Android Service Multiple Threads and startForeground()


I have a Service that facilitates the downloading of files from a server. Everytime an Intent is received in onStartCommand, I start a new Thread, put the Thread into a map with the url being downloaded as the key, and create a notification to show the progress of the download. If there are no Threads in the map, a flag is set in the Thread that signifies that it should use startForeground when the Notificationis being created or updated. Subsequent Threads/Notifications are show using NotificationManager.notify with the FLAG_AUTO_CANCEL off and the FLAG_ONGOING_EVENT on. Each Thread has its own unique id that is sent to startForeground or notify. When the file is finished downloading, or the user cancels the download (by pressing a button in the Notification's RemoteView, if it is the "foreground thread/notification," stopForeground(true) is called, the Notification is populated with a new RemoteView that shows whether the download completed or not, and the next running Thread has its "foreground" flag set to true.

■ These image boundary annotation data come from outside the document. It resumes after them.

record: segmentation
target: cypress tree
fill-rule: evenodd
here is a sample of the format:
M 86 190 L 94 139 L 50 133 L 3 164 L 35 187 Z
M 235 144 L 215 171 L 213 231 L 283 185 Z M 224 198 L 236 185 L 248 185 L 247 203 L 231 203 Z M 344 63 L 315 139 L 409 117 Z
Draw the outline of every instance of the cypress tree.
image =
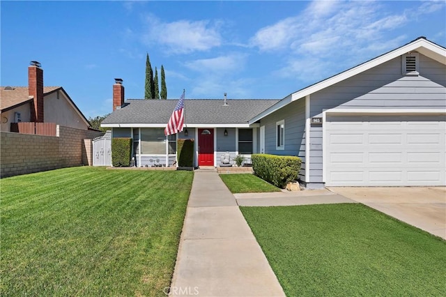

The problem is, if I have, let's say, two files downloading, there will be one Notification/Thread that is connected to startForeground and one that is not. If I cancel the "foreground" one, everything is fine. However, if I press the cancel button on the non-foreground one, the foreground one is dismissed (and pressing the cancel button again will then dismiss the proper one). If I don't cancel any, and I start a 3rd download that completes before the others, the completed Notification shows, but the other two that are still going start to blink and rapidly move up and down in the status bar.

How do I make sure that the Service will always be in the foreground as long as there are downloads going on, without the notifications jumping around in the situation noted above, and with the cancelling working properly?


Solution

  • What I ended up doing was making a variable in the Service called isInForeground that is global to all of the Threads. It signifies whether startForeground has been called, without a subsequent call to stopForeground.

    In my updateNotification method, I check isInForeground. If it is false I set it to true, set the Thread's isForegroundNotification flag to true, and call startForeground with that Thread's Notification. In my stopNotification method, if the Thread's isForegroundNotification is true, I set it and isInForeground to false and call stopForeground(true).